Down in an alley below the Tower, a trembling, worn team of oxen stood for a day and night, awaiting the return of a master who was never to come back to them. God rest his simple soul!
Truxton King picked himself up from the street, dazed, bewildered but unhurt. Everywhere about him mad people were rushing and screeching. Scarcely knowing what he did, he fled with the crowd. From behind him came the banging of guns, followed by new shouts of terror. He knew what it meant! The revolutionists had begun the assault on the paralysed minions of the government.
Scores of Royal Guardsmen swept past him, rushing to the support of the coach of gold. The sharp, shrill scream of a single name rose above the tumult. Some one had seen the Iron Count!
"Marlanx!"
He looked back toward the gory entrance to the Circus. There was Marlanx, mounted and swinging a sabre on high. Ahead was the mass of carriages, filled with the white-faced, palsied prey from the Court of Graustark. Somewhere in that huddled, glittering crowd were two beings he willingly would give his own life to save.
Foot soldiers, policemen and mounted guardsmen began firing into the crowd at the square, without sense or discretion, falling back, nevertheless, before the well-timed, deliberate advance of the mercenaries. From somewhere near the spot where Olga Platanova fell came a harsh, penetrating command:
"Cut them off! Cut them off from the Castle!"
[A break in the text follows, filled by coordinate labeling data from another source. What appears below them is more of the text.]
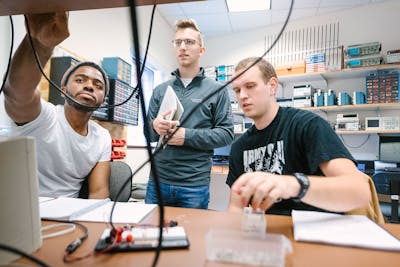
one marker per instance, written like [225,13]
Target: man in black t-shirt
[289,159]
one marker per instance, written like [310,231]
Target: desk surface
[197,223]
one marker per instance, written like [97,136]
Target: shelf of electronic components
[379,132]
[360,107]
[348,73]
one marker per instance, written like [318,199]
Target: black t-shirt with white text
[295,141]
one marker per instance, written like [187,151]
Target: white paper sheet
[93,210]
[342,230]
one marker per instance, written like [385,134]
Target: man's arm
[99,180]
[343,188]
[22,100]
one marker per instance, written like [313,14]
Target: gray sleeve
[220,134]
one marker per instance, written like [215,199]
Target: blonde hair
[191,24]
[266,69]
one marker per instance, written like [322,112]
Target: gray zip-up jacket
[209,127]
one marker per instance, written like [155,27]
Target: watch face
[304,184]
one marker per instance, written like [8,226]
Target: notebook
[92,210]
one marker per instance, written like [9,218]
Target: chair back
[373,210]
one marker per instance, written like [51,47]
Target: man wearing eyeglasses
[184,165]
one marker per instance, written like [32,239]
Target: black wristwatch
[304,184]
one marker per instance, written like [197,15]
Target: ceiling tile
[213,17]
[247,20]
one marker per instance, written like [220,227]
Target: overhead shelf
[361,107]
[348,73]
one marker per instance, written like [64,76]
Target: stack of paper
[343,230]
[170,102]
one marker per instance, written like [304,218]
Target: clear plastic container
[238,247]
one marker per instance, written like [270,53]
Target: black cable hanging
[146,130]
[10,57]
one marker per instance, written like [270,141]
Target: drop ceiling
[214,19]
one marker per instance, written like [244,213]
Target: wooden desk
[197,223]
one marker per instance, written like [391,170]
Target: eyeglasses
[188,42]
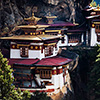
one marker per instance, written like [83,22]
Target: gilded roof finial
[98,6]
[33,19]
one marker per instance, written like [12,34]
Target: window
[24,52]
[75,38]
[97,28]
[45,74]
[49,50]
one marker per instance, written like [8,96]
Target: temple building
[38,62]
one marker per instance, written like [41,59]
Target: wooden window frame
[45,74]
[24,51]
[74,39]
[49,50]
[97,28]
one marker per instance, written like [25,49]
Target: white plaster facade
[93,41]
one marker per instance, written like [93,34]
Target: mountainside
[12,12]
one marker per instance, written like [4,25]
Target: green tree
[40,96]
[93,3]
[94,80]
[7,89]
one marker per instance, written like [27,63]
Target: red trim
[49,90]
[59,71]
[54,72]
[54,61]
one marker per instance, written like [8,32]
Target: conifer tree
[7,89]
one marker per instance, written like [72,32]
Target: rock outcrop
[12,12]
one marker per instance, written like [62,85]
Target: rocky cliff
[12,12]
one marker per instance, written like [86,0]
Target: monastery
[93,19]
[38,61]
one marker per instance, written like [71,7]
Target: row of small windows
[74,38]
[48,51]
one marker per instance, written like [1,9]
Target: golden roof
[33,26]
[31,37]
[50,16]
[33,18]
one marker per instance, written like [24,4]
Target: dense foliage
[94,78]
[81,76]
[40,96]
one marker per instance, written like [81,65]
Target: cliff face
[12,12]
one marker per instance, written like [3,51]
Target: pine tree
[7,89]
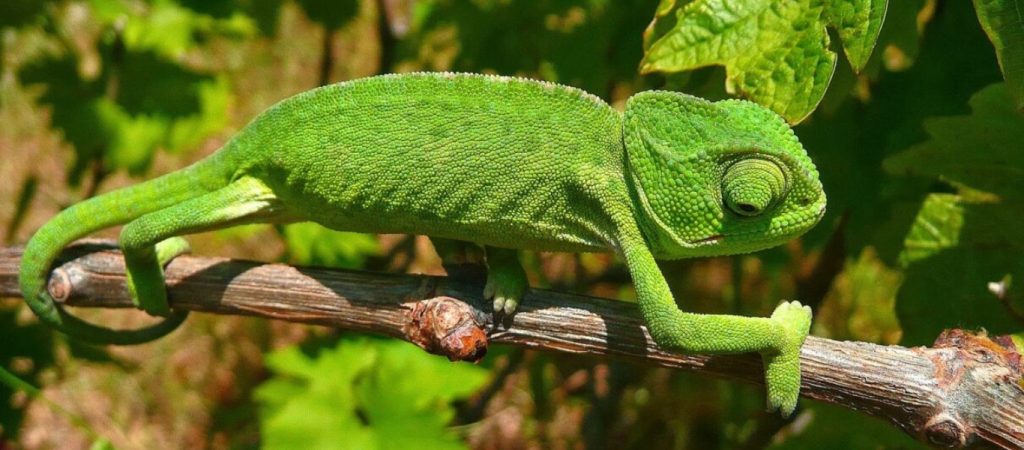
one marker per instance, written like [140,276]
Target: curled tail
[96,213]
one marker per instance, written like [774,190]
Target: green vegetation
[913,112]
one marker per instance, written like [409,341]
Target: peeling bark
[966,392]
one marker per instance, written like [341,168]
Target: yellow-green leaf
[776,52]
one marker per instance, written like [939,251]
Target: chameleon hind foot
[154,301]
[782,367]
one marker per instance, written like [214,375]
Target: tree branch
[968,391]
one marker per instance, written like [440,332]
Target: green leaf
[776,52]
[364,394]
[1004,22]
[961,243]
[981,151]
[311,244]
[158,105]
[936,228]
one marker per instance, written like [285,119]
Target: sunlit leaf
[776,52]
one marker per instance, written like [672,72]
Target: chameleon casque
[498,163]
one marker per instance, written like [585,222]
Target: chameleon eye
[752,186]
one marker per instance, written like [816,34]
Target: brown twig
[965,392]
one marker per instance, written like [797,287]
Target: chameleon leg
[506,279]
[777,338]
[146,246]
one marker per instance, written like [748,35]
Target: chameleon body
[494,164]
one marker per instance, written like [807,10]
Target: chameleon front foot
[782,367]
[506,280]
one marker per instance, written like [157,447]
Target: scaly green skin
[496,162]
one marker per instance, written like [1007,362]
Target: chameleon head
[715,178]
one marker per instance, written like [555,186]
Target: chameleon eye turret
[752,186]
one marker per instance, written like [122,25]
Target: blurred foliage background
[916,132]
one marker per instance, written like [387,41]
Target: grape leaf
[981,151]
[1004,23]
[960,243]
[776,52]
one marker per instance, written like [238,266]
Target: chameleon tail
[100,212]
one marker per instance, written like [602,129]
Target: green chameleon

It was his cue. He dashed into the street and ran toward the carriages, shouting with all his strength:
"Turn back! It is Marlanx! To the Castle!"
Then it was that he saw the Prince. The boy was standing on a seat on the royal coach of state, holding out his eager little hands to some one in the thick of the crowd that surged about him. He was calling some one's name, but no one could have heard him.